Yıllarca eğitimi, insan yetiştirmeyi yap boz tahtasına çeviren bir anlayış, hatta eğitimden anlamayan eğitimci olmayan yıllarca bakanlar görev yaptı. Cumhuriyet kurulduğundan beri ilk kez bir eğitimci bir Milli Eğitim Bakanımız oldu. Onu da ekibini kurmaktan yoksun ediyoruz. Neden eğitime siyaset bulaştırmak için çaba sarf ederiz bilinmez! Sonra da kaliteli eğitim veremiyoruz, insan yetiştiremiyoruz diye dert yanıyoruz. Biride çıkıp “çekin şu pis ellerinizi eğitimin üzerinden” diyemiyoruz.
Gelelim yaşadığım şehre Burdura. Kitap yazan ya da konferans verecek ne bir siyasetçimiz olmuş ne de bir belediye başkanımız. Olanı da harcamış bir köşeye atmışız. Yani kültürel açıdan kullanamamışız. Kabul etsek de etmesek de Burdur’a akademik yapısı olan bir Milli Eğitim müdürümüz oldu. Sayın Emre Çay genç yaşta kendini yetiştirmek için uğraş vererek çırpınıp durmuştur. Hatasız kul olmaz misali Sayın Çay’ında hataları olacak. Bu da doğanın yapısında vardır. Ancak bir il müdürün kendi ekibini kurma hakkı vardır. Başarı ve başarısızlık o il müdürüne aittir. Nasıl ki başarısızlıkta önce kellesi biçilen müdürse o zaman tüm bedeni taşın altında olan müdüre zaman ve imkân vererek, kendi ekibini kurmasına müsaade edilmesi gerekmektedir. Sayın Çay Milli eğitimde birkaç değişiklik yaptı. Vay sen misin bu değişikliği yapan misali hükümete yakın sendika tarafından ipe çekiliverdi. Kendilerince “bu sendikanın onayı alınmamış, yok alınanlar FETÖ ile mücadele etmiş, yok istişare edilmemiş. Buradan sormak istiyorum FETÖ bu topluma Diyanet ve Milli eğitimden girdi. Sizler FETÖ yapılanırken nerede idiniz? Darbe olmadan önce ihraç edilen öğretmenlerden kaç tanesi sizde kayıtlıydı? FETÖ’nün sendikasından istifa ederek 2014 ten sonra sizlere kaç kişi kayıt yaptırmak için geldi? Sizlerin kontrolünde atadığınız okul müdürleri ve yer değiştirdiğiniz eğitimciler sayesinde değil mi ki Türkiye’de ilk beşin içinde olan eğitim başarımız gerilere düşmedi mi?” Sorusu bu toplumun hafızasında sorgulanmakta.

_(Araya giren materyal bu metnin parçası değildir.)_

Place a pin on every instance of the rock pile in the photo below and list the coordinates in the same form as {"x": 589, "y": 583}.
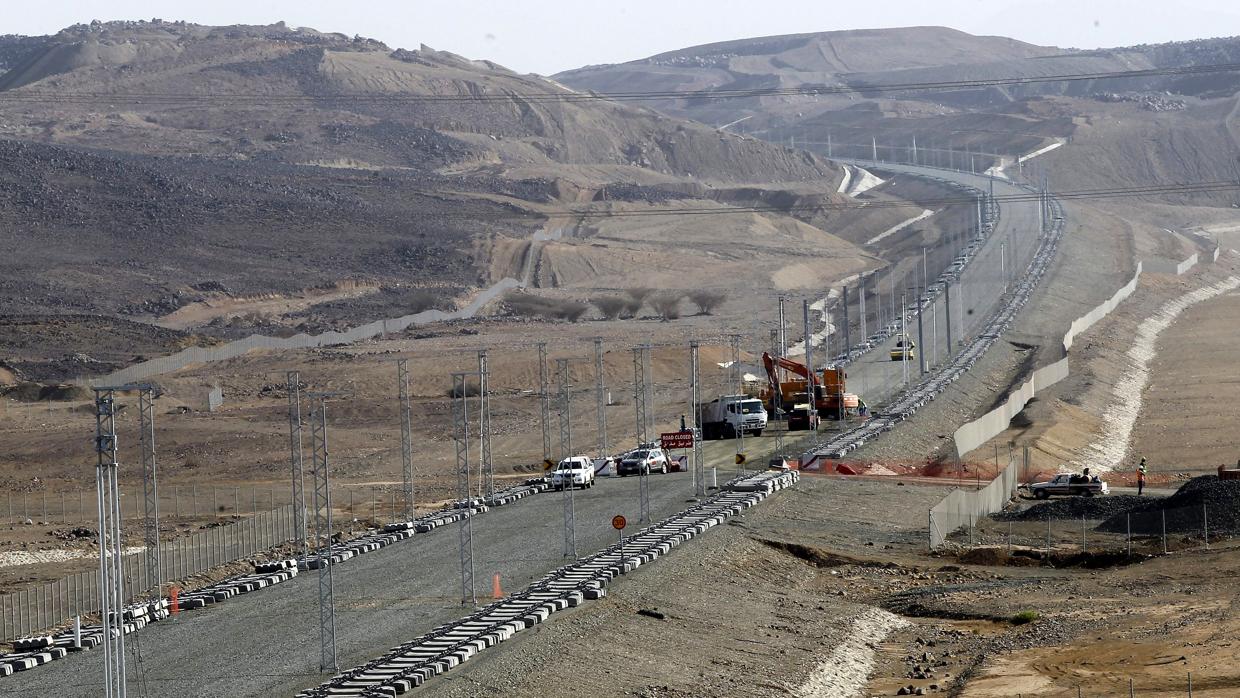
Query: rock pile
{"x": 1199, "y": 502}
{"x": 1076, "y": 507}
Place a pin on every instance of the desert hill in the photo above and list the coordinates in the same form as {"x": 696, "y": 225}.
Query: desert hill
{"x": 230, "y": 180}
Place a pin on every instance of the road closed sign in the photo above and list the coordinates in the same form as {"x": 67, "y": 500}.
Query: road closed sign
{"x": 677, "y": 439}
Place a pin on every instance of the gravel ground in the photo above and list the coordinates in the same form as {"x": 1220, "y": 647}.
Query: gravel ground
{"x": 267, "y": 644}
{"x": 1220, "y": 500}
{"x": 1076, "y": 507}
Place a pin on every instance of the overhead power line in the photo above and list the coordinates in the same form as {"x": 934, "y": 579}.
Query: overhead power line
{"x": 267, "y": 99}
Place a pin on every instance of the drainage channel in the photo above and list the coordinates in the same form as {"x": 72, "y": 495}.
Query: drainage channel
{"x": 411, "y": 665}
{"x": 907, "y": 403}
{"x": 30, "y": 652}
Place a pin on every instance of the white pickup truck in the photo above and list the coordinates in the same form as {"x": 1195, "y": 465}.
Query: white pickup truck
{"x": 1070, "y": 485}
{"x": 575, "y": 472}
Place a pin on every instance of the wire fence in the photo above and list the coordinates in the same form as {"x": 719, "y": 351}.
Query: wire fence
{"x": 46, "y": 605}
{"x": 267, "y": 523}
{"x": 1130, "y": 687}
{"x": 1151, "y": 530}
{"x": 191, "y": 502}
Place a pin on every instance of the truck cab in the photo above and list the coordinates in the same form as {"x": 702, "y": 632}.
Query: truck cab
{"x": 723, "y": 418}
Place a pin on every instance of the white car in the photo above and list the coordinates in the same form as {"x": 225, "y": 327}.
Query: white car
{"x": 575, "y": 471}
{"x": 1069, "y": 485}
{"x": 642, "y": 461}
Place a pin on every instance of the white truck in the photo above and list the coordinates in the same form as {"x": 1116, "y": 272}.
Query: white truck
{"x": 723, "y": 418}
{"x": 1068, "y": 485}
{"x": 574, "y": 471}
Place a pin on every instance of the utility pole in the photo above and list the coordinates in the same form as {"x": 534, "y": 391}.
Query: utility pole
{"x": 323, "y": 533}
{"x": 298, "y": 454}
{"x": 112, "y": 572}
{"x": 734, "y": 345}
{"x": 600, "y": 398}
{"x": 544, "y": 399}
{"x": 783, "y": 326}
{"x": 402, "y": 376}
{"x": 864, "y": 332}
{"x": 696, "y": 409}
{"x": 921, "y": 337}
{"x": 566, "y": 449}
{"x": 150, "y": 486}
{"x": 847, "y": 326}
{"x": 809, "y": 340}
{"x": 465, "y": 530}
{"x": 1003, "y": 263}
{"x": 485, "y": 468}
{"x": 946, "y": 305}
{"x": 640, "y": 398}
{"x": 904, "y": 336}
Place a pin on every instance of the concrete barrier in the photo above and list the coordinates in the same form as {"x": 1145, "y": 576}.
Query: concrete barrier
{"x": 962, "y": 507}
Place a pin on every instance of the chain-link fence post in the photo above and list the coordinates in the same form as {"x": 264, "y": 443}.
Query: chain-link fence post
{"x": 1164, "y": 531}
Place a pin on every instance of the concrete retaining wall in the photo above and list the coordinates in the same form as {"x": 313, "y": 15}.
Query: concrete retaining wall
{"x": 993, "y": 423}
{"x": 964, "y": 507}
{"x": 203, "y": 355}
{"x": 1171, "y": 267}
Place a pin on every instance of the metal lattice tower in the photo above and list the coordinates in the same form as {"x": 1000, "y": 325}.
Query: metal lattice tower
{"x": 566, "y": 449}
{"x": 150, "y": 486}
{"x": 641, "y": 399}
{"x": 112, "y": 582}
{"x": 600, "y": 398}
{"x": 323, "y": 536}
{"x": 296, "y": 451}
{"x": 486, "y": 474}
{"x": 402, "y": 377}
{"x": 734, "y": 347}
{"x": 544, "y": 398}
{"x": 695, "y": 408}
{"x": 465, "y": 531}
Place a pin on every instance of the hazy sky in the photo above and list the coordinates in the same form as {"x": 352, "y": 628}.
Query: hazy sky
{"x": 547, "y": 36}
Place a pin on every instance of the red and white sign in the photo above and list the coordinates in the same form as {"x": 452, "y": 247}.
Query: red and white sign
{"x": 677, "y": 439}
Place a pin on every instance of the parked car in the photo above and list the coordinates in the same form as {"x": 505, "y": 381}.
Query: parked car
{"x": 801, "y": 418}
{"x": 1068, "y": 484}
{"x": 575, "y": 471}
{"x": 644, "y": 461}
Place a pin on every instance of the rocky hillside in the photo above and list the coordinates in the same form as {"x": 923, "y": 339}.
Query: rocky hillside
{"x": 275, "y": 93}
{"x": 145, "y": 160}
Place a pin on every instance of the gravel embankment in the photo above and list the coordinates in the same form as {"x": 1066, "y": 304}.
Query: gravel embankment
{"x": 1200, "y": 501}
{"x": 1076, "y": 507}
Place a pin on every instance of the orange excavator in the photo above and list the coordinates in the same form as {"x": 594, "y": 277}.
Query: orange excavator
{"x": 831, "y": 401}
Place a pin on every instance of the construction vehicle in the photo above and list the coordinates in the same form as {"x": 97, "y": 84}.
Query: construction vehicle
{"x": 831, "y": 398}
{"x": 802, "y": 417}
{"x": 904, "y": 349}
{"x": 723, "y": 418}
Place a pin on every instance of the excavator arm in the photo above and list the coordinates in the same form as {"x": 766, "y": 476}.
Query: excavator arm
{"x": 771, "y": 362}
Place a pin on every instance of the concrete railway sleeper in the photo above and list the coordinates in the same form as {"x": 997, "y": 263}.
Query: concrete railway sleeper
{"x": 411, "y": 665}
{"x": 30, "y": 652}
{"x": 908, "y": 402}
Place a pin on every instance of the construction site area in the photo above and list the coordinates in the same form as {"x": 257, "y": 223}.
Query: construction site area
{"x": 335, "y": 368}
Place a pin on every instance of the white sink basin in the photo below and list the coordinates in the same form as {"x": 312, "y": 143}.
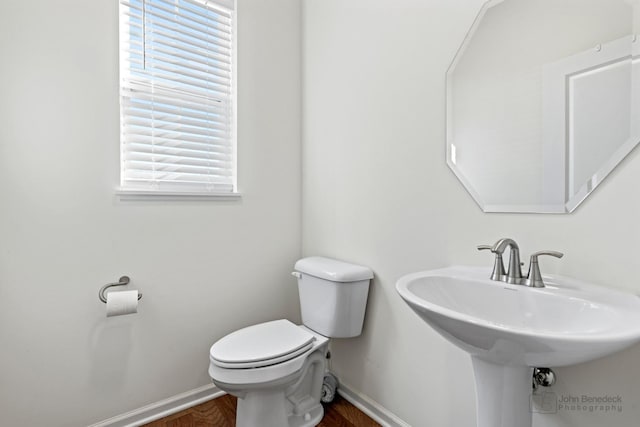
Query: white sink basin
{"x": 508, "y": 329}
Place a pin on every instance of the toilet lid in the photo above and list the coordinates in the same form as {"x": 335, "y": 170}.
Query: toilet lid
{"x": 261, "y": 345}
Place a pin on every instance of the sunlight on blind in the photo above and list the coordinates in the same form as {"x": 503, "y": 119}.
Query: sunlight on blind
{"x": 176, "y": 63}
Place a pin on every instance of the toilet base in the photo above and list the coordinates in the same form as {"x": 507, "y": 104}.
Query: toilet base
{"x": 267, "y": 408}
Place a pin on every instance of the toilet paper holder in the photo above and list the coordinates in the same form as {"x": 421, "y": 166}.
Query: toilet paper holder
{"x": 124, "y": 280}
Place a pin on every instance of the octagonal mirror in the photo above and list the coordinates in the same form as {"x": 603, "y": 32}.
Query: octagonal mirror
{"x": 543, "y": 101}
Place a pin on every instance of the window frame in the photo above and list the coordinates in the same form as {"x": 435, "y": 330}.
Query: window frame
{"x": 138, "y": 193}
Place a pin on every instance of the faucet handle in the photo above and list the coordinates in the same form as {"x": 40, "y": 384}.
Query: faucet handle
{"x": 534, "y": 257}
{"x": 534, "y": 278}
{"x": 498, "y": 267}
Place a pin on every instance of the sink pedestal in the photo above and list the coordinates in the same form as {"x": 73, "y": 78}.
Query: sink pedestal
{"x": 503, "y": 394}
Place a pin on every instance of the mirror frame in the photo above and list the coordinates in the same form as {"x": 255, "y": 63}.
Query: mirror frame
{"x": 586, "y": 189}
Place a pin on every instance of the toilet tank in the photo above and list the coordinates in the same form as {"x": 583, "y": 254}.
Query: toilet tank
{"x": 333, "y": 295}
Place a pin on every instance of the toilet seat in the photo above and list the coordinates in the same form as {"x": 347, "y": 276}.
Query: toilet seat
{"x": 261, "y": 345}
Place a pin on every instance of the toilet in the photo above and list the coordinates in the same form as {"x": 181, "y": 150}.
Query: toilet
{"x": 276, "y": 368}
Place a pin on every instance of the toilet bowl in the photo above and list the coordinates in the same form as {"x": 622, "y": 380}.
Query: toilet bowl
{"x": 276, "y": 368}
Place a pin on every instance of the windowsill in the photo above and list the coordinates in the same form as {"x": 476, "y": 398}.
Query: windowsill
{"x": 137, "y": 195}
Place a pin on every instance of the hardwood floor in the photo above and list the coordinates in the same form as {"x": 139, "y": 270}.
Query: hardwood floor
{"x": 221, "y": 412}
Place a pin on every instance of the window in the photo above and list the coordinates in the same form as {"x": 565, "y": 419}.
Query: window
{"x": 177, "y": 96}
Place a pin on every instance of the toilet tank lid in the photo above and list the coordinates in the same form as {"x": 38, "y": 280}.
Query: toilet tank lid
{"x": 332, "y": 269}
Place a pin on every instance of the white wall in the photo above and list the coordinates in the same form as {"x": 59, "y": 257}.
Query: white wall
{"x": 376, "y": 191}
{"x": 205, "y": 268}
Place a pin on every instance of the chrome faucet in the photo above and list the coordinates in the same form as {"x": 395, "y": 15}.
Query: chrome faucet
{"x": 514, "y": 273}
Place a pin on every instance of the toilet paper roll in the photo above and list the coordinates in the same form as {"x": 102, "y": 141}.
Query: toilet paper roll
{"x": 122, "y": 302}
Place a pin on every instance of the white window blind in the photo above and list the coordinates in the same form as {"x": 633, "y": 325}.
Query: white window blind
{"x": 176, "y": 96}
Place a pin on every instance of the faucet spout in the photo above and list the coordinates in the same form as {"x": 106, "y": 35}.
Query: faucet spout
{"x": 514, "y": 273}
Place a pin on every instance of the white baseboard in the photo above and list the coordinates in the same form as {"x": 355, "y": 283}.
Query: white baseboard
{"x": 373, "y": 409}
{"x": 163, "y": 408}
{"x": 191, "y": 398}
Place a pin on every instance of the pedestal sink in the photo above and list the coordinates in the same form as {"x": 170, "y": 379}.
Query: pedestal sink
{"x": 509, "y": 329}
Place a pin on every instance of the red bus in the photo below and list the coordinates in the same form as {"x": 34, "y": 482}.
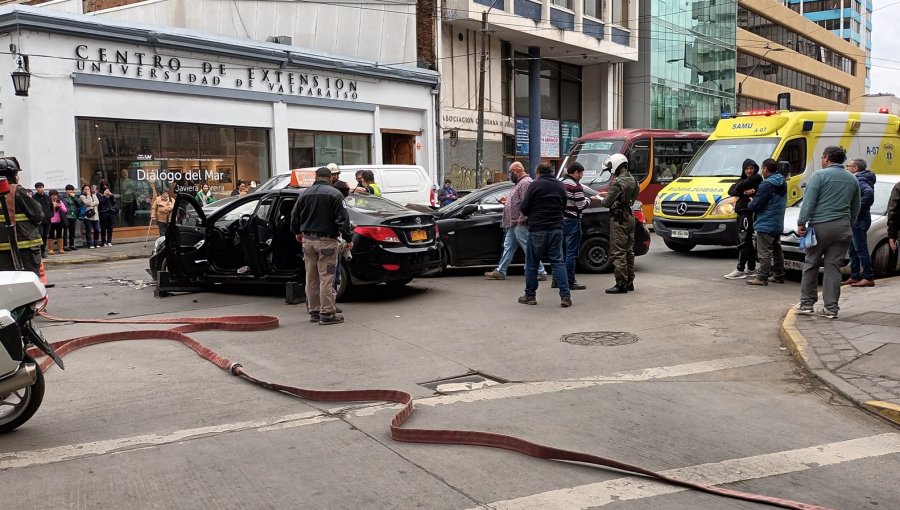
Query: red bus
{"x": 655, "y": 157}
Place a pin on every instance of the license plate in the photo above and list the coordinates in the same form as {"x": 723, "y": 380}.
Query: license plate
{"x": 793, "y": 265}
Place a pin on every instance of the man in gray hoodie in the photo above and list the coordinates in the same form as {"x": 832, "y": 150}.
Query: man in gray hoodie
{"x": 830, "y": 206}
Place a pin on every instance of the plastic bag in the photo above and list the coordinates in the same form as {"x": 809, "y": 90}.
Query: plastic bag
{"x": 808, "y": 240}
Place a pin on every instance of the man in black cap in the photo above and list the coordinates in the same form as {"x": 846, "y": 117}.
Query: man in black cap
{"x": 318, "y": 219}
{"x": 26, "y": 215}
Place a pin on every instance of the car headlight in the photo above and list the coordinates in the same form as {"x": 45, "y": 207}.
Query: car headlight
{"x": 725, "y": 207}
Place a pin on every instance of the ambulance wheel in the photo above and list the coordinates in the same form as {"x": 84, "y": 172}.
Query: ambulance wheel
{"x": 679, "y": 246}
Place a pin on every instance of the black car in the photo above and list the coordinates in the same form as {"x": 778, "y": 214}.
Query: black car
{"x": 471, "y": 233}
{"x": 249, "y": 241}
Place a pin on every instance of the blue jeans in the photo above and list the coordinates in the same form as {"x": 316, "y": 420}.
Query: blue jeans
{"x": 572, "y": 235}
{"x": 549, "y": 244}
{"x": 860, "y": 259}
{"x": 515, "y": 237}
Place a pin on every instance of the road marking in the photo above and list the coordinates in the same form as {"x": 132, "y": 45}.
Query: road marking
{"x": 95, "y": 448}
{"x": 717, "y": 473}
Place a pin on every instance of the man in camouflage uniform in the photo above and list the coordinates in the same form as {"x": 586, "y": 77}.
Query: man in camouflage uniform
{"x": 619, "y": 199}
{"x": 27, "y": 216}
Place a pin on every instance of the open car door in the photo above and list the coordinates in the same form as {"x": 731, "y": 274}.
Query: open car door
{"x": 257, "y": 233}
{"x": 186, "y": 238}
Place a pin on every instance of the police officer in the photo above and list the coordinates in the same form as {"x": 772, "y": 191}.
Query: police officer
{"x": 27, "y": 216}
{"x": 622, "y": 193}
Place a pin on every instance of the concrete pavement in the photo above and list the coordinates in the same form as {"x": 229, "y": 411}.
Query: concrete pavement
{"x": 857, "y": 354}
{"x": 122, "y": 249}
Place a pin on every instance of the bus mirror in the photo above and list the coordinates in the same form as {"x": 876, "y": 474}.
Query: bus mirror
{"x": 784, "y": 168}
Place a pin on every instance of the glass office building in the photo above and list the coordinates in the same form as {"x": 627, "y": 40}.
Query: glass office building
{"x": 685, "y": 75}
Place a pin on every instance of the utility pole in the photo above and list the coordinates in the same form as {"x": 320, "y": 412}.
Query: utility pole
{"x": 479, "y": 140}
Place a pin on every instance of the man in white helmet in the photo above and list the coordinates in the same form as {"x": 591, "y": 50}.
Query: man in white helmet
{"x": 620, "y": 197}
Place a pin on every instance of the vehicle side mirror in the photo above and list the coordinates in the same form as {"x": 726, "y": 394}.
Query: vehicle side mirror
{"x": 784, "y": 168}
{"x": 468, "y": 210}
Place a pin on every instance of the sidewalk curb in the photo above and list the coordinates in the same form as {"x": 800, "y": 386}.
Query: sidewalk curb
{"x": 799, "y": 347}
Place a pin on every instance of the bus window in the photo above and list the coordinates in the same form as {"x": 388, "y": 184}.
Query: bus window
{"x": 794, "y": 152}
{"x": 639, "y": 160}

Sonuç olarak Türkiye genelinde olduğu gibi yerelde de sorunumuz aynı. Okuyan, araştıran, beyin gücünü geri getirmek için önce kendi mantalitemizin değişmesi gerekmez mi? Sadece Sayın Selçuk Bayraktar’ın yaptığı iş dünya gündeminde. Binlerce Selçuk Bayraktar’ı kaçırmamak için önce bizim bakış açımız ve dünya görüşümüzün değişmesi gerekmiyor mu?